= National Automated Genetic Fingerprint File =

French national DNA database

The National Automated Genetic Fingerprint File (Fichier national automatisé des empreintes génétiques) is the national DNA database owned and operated by the government of France. It is used by both the country's national police force and local gendarmerie.

As of the end of 2024, the database had 4.4 million DNA profiles.

== Origins and evolution ==
In June 1998, the Guigou law on the prevention of sexually related crimes, passed by the Plural Left Lionel Jospin government, created a national DNA database. The implementation, originally planned for 1999, was finally completed in 2001, with the database itself located at Écully in the Rhône, managed by a sub-directorate of the technical and scientific departments of the French police force.

In the aftermath of the September 11 attacks on the US in 2001, the French government increased the scope of the database to include DNA related to other serious criminal offences, such as voluntary manslaughter, criminal violence and terrorism.

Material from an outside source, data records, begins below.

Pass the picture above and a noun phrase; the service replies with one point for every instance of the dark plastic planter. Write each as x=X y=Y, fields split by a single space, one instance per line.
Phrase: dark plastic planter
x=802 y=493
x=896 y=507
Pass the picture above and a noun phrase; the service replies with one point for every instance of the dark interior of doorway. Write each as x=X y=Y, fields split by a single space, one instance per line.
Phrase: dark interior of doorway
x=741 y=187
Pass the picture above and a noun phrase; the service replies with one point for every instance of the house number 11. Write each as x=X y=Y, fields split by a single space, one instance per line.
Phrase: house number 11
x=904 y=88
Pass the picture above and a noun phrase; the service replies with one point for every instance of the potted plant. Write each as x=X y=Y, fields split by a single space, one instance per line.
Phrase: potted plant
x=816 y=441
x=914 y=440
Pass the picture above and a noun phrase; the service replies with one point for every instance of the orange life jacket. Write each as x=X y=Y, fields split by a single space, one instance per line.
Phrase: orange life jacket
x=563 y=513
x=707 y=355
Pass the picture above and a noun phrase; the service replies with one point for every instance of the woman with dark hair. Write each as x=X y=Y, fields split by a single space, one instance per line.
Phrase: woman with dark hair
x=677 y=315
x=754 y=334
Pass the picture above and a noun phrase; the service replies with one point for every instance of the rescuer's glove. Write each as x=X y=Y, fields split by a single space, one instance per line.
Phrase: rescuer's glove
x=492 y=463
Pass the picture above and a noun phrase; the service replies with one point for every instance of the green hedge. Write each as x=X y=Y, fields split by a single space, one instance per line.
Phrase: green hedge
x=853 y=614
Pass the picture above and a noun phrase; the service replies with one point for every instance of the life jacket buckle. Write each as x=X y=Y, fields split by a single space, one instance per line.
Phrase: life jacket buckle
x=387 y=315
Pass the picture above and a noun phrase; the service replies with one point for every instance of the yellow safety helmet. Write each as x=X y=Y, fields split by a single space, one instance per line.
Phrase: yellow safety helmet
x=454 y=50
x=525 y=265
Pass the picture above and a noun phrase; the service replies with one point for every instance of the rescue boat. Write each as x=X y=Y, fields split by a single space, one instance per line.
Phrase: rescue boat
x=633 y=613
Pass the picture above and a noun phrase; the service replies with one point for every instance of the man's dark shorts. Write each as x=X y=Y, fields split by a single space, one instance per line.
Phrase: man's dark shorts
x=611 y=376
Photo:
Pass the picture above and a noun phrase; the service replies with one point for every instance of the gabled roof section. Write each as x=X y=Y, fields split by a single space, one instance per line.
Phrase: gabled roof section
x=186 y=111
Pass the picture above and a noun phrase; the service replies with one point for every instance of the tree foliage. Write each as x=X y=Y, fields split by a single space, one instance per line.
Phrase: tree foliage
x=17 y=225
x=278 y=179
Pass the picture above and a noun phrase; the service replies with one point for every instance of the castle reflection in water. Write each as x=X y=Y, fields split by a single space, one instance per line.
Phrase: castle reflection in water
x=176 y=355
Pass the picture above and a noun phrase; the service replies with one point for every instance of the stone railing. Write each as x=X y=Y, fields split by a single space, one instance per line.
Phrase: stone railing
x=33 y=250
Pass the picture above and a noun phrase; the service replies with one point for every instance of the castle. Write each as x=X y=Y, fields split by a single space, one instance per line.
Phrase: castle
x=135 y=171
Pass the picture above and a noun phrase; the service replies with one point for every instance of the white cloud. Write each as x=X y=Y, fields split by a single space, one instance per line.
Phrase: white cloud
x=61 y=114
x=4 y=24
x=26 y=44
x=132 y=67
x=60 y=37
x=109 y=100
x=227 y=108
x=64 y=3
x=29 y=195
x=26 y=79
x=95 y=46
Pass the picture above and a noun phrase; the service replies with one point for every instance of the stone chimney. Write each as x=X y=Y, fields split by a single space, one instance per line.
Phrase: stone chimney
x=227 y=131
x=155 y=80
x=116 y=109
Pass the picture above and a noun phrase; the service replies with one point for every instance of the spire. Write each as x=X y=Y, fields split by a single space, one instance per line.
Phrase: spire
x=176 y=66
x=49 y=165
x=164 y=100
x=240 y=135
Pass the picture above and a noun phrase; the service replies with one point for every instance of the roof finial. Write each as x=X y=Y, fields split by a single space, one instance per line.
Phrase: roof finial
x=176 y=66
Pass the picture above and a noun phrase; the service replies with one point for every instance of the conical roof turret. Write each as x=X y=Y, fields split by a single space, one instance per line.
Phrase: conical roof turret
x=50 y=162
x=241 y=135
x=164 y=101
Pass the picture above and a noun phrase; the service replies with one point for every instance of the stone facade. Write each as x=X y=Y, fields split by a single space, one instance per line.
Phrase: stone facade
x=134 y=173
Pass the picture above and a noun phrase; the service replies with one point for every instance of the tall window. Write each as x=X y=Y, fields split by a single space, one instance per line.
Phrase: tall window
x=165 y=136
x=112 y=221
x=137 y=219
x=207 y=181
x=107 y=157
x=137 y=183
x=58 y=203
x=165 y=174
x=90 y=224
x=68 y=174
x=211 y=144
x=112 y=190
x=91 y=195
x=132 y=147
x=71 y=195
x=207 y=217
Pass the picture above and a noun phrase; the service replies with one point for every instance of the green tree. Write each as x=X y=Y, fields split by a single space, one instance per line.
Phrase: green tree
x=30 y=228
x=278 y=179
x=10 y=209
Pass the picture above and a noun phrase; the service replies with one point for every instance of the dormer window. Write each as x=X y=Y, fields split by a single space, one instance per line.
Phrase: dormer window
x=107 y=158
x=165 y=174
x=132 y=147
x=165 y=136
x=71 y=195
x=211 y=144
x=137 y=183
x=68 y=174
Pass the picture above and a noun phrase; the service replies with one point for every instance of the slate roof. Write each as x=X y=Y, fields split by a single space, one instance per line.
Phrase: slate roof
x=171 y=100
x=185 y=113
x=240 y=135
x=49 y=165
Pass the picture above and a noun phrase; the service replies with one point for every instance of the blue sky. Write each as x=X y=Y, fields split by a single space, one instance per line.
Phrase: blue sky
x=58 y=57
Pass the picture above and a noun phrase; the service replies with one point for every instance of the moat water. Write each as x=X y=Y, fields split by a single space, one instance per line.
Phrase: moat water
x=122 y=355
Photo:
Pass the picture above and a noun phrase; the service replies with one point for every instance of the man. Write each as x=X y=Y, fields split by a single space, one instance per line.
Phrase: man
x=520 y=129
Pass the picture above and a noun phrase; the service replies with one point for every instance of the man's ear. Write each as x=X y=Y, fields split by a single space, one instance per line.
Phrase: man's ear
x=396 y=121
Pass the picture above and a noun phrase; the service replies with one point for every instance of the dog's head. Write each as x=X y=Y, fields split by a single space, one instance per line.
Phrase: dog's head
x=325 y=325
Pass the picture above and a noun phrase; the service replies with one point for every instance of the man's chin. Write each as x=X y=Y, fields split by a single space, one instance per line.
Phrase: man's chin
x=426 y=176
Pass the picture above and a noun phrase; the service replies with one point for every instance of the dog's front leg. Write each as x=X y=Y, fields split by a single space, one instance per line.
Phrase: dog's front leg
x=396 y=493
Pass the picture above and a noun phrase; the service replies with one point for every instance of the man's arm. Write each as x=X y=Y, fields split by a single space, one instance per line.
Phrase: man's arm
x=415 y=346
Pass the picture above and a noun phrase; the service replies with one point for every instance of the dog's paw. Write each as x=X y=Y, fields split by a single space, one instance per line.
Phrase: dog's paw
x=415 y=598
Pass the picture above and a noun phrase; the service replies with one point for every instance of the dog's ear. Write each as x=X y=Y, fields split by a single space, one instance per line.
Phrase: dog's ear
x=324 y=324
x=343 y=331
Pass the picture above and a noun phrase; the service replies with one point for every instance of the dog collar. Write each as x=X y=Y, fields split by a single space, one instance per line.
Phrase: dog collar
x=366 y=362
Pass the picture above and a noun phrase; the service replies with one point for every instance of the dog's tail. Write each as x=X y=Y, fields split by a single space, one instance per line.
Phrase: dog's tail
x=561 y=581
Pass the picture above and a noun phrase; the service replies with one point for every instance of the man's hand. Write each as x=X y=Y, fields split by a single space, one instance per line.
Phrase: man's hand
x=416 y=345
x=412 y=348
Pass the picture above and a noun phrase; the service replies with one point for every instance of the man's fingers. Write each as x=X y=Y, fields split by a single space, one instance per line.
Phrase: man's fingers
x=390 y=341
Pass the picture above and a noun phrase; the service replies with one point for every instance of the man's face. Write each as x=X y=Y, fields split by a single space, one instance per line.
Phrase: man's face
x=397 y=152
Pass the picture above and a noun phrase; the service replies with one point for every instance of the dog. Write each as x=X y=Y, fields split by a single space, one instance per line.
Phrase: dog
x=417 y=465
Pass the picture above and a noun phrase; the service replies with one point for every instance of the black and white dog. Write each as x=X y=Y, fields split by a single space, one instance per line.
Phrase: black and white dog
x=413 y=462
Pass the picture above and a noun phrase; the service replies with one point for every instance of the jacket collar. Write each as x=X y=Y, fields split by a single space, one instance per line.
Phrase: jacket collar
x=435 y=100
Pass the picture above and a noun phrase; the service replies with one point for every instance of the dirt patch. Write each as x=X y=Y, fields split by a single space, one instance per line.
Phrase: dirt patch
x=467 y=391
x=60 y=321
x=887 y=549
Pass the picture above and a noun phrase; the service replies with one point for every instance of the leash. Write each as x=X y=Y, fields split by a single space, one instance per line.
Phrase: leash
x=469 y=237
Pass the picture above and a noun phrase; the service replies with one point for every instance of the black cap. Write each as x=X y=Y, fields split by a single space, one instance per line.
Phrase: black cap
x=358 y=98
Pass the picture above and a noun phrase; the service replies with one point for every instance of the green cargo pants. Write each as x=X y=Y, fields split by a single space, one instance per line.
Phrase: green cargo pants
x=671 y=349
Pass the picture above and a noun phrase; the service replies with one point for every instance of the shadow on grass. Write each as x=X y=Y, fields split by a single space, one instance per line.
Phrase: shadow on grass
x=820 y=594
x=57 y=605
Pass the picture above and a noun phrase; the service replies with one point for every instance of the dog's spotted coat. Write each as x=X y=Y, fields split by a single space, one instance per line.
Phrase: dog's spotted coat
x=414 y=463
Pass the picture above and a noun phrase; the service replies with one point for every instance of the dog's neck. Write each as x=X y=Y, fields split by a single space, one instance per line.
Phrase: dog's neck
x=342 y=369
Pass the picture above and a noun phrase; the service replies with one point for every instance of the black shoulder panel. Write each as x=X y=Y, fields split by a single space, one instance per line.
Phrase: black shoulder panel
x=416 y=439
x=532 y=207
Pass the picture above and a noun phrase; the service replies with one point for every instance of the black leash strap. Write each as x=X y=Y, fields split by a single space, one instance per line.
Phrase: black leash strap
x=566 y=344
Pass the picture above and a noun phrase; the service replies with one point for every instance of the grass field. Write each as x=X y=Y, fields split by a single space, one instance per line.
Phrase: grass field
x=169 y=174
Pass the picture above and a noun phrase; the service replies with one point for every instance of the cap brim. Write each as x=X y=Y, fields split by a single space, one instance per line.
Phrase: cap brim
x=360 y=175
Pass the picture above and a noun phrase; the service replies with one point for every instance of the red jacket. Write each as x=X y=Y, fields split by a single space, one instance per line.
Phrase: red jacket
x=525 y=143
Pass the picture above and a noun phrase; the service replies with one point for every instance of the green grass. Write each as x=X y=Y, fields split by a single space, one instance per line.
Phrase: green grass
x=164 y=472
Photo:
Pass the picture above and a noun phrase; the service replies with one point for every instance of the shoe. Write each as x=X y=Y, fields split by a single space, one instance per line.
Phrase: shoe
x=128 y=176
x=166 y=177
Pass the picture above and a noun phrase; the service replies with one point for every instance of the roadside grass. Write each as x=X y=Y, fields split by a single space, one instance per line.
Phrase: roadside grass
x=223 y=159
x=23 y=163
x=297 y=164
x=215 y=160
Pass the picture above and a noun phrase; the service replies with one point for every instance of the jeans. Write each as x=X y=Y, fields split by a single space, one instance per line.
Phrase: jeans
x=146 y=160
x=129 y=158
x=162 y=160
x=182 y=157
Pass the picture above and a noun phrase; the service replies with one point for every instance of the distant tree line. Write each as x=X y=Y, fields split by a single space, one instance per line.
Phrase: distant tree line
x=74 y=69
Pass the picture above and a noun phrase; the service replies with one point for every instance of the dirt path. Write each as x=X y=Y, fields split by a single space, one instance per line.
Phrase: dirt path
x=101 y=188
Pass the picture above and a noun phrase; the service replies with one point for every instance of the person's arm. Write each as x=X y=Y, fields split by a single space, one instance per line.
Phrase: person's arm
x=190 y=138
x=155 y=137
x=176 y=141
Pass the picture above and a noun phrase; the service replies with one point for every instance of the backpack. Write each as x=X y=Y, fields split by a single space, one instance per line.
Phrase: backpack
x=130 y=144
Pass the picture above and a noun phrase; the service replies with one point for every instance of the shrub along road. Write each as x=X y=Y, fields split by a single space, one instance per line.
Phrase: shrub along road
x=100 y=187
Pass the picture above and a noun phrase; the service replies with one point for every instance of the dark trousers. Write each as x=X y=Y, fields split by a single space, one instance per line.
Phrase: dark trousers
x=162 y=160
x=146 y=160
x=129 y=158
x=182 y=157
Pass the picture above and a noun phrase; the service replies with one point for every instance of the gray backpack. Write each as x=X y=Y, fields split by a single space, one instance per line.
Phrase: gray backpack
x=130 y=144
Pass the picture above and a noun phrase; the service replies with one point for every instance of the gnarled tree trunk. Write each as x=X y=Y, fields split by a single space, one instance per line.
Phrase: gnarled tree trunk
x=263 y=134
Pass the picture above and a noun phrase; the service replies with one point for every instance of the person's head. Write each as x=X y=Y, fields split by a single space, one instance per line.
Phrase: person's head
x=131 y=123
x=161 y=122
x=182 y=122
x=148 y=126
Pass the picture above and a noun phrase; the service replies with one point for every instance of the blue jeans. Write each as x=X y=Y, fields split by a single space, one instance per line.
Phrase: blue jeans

A further 'law for interior safety' introduced on 18 March 2003 expanded the scope still further to cover almost all violent crimes to people or property, serious crimes such as drug trafficking, simple thefts, tags and dégradations, and finally almost all small offenses, but not traffic offenses or crimes committed abroad. Samples are taken from convicted persons and also from simple suspects. The law does not specify a minimum age.

In September 2009, Matthieu Bonduelle, the general secretary of the Syndicat de la Magistrature (the first syndicat of juges) has declared that "nobody defends a universal database, but, in fact, it is being done."

==Database size==
- As at 1 October 2003, the database was understood to contain the DNA records of approximately 8,000 convicted criminals and another 3,200 suspects.
- In 2006, this number was believed to now be in excess of 330,000 entries.
- In May 2007, this number was believed to now be in excess of nearly 500,000 entries.
- In December 2009, there were 1.27 million entries.
- In the end of 2024, the database had 4.4 million DNA profiles.

==Privacy concerns==

With the expansion of the database in 2003, it also became an offence for suspects to fail to provide a DNA sample, with punishment ranging from a prison sentence of between six months and two years, and a fine of between €7500 and €30000.

At the end of 2006, the media raised the case of individuals refusing to provide DNA samples. Many of them were civil disobedience activists opposed to Genetically modified organism (GMO) (See fr:Faucheurs volontaires). Although this was only around 200 cases, they denounced what they regarded as a threat to personal freedom.